STATES TAKE ACTION
More than half the states have policies to reduce greenhouse gases
Although the Bush administration has refused to join international efforts to reduce greenhouse gas emissions, more than half the states have adopted voluntary or mandatory policies that address climate change.
A California law requires its Air Resources Board to develop rules by January 2005 to reduce CO2 emissions from motor vehicles. Texas has decided that 3 to 4% of its energy will come from renewable sources, especially wind. Massachusetts set limits on CO2 emissions from six major coal- and oil-burning utilities that provide about 40% of its electricity.

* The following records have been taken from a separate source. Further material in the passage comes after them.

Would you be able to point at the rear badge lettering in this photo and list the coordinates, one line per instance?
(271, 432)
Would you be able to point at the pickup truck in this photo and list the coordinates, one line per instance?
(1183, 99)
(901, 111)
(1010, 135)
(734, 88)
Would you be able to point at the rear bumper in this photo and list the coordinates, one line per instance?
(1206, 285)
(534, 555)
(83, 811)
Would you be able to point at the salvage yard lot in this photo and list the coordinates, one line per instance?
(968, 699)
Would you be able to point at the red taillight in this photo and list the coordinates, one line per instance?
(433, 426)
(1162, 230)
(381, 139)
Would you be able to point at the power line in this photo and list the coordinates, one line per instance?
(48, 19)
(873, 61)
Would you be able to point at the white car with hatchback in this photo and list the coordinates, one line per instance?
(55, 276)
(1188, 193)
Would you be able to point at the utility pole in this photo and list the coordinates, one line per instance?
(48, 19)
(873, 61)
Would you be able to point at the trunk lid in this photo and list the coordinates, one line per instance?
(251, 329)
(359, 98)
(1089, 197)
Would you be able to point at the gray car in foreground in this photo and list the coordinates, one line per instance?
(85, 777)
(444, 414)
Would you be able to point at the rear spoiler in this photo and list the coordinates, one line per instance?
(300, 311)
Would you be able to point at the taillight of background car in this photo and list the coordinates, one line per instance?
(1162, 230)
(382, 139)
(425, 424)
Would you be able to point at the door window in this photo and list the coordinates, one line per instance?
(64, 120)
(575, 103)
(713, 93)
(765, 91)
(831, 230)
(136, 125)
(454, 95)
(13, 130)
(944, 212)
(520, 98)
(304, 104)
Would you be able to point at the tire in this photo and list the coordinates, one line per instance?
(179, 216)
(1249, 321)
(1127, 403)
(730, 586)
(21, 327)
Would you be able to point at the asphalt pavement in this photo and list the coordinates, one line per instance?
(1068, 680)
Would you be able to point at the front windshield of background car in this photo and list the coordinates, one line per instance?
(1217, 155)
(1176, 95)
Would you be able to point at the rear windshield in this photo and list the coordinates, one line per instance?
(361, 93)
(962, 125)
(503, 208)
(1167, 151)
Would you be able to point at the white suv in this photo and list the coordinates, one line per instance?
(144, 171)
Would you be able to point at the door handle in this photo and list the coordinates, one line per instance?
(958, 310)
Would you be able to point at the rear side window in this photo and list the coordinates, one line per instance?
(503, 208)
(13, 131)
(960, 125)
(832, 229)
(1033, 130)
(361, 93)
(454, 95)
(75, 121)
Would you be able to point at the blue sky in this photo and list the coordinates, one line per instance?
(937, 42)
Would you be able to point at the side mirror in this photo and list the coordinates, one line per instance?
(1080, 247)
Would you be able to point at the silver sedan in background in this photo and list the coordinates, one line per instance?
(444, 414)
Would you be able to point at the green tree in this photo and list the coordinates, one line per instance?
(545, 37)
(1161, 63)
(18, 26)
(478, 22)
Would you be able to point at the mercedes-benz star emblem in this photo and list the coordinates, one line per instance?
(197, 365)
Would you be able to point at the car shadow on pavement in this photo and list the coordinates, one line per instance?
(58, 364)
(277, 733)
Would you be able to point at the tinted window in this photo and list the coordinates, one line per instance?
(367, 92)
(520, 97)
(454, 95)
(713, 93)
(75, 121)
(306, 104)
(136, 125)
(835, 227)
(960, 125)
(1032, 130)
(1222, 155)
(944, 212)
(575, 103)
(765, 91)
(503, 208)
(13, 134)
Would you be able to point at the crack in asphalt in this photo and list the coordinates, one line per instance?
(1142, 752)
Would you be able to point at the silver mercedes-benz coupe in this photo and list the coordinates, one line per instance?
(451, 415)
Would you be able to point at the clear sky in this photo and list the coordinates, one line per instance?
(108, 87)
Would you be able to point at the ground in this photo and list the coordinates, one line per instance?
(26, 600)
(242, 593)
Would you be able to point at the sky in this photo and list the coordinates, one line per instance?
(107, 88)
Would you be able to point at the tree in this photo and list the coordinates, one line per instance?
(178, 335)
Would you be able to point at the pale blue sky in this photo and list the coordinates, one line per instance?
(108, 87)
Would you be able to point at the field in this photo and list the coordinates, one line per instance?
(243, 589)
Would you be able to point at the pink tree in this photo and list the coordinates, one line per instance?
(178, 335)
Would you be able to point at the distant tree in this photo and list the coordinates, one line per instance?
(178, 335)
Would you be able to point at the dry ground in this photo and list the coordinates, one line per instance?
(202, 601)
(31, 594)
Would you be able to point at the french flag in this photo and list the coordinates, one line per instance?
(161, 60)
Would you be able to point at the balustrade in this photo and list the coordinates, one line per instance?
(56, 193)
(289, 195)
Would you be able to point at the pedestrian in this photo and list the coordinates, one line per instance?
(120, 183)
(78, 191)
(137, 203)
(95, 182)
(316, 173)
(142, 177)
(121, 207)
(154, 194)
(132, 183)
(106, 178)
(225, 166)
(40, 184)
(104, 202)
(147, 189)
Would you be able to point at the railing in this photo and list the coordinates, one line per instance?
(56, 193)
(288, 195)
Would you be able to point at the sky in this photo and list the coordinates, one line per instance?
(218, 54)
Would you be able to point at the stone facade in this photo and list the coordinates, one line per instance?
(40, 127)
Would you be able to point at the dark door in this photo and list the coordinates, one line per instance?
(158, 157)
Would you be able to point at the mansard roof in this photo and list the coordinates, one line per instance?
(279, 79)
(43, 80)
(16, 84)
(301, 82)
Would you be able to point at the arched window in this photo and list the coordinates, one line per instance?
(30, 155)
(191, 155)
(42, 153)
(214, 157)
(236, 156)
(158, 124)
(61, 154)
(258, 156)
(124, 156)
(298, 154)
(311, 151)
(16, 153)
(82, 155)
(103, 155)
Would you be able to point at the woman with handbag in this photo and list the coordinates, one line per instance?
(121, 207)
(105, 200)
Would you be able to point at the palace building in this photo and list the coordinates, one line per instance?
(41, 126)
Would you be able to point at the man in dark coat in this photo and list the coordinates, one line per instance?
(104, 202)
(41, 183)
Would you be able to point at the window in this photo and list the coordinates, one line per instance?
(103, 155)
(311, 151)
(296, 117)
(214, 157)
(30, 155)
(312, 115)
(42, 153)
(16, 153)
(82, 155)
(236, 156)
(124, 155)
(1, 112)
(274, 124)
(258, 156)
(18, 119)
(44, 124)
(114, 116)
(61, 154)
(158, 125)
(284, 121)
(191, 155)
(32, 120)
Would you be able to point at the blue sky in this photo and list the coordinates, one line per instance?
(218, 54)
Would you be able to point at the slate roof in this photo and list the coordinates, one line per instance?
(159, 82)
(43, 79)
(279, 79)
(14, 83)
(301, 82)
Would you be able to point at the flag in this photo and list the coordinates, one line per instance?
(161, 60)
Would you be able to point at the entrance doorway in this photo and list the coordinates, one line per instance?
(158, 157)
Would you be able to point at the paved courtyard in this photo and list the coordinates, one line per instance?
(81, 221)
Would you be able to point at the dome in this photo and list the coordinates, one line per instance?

New Jersey set a goal of reducing overall CO2 emissions 3.5% below 1990 levels by 2005.
According to a new study by the Pew Center on Global Climate Change, states led by Democrats, Republicans, and Independents alike have taken such actions, usually to address a crisis within the state.
"The report shows that addressing climate change is not only possible but can be done in a manner that is bipartisan and consistent with regional economic development goals," says Eileen Claussen, president of the Pew Center. Federal policymakers should actively involve states in the design of federal and international programs, she adds.
The report includes case studies, which describe how nine states developed policies to reduce greenhouse gases. Often, the strategies were approved by bipartisan coalitions. Some states adopted both renewable portfolio standards and mandatory reporting of greenhouse gases--very controversial topics at the federal level--with little dissent.
The report notes that states have limited funding to carry out these climate-change initiatives and says a state-by-state approach is less efficient than a national policy.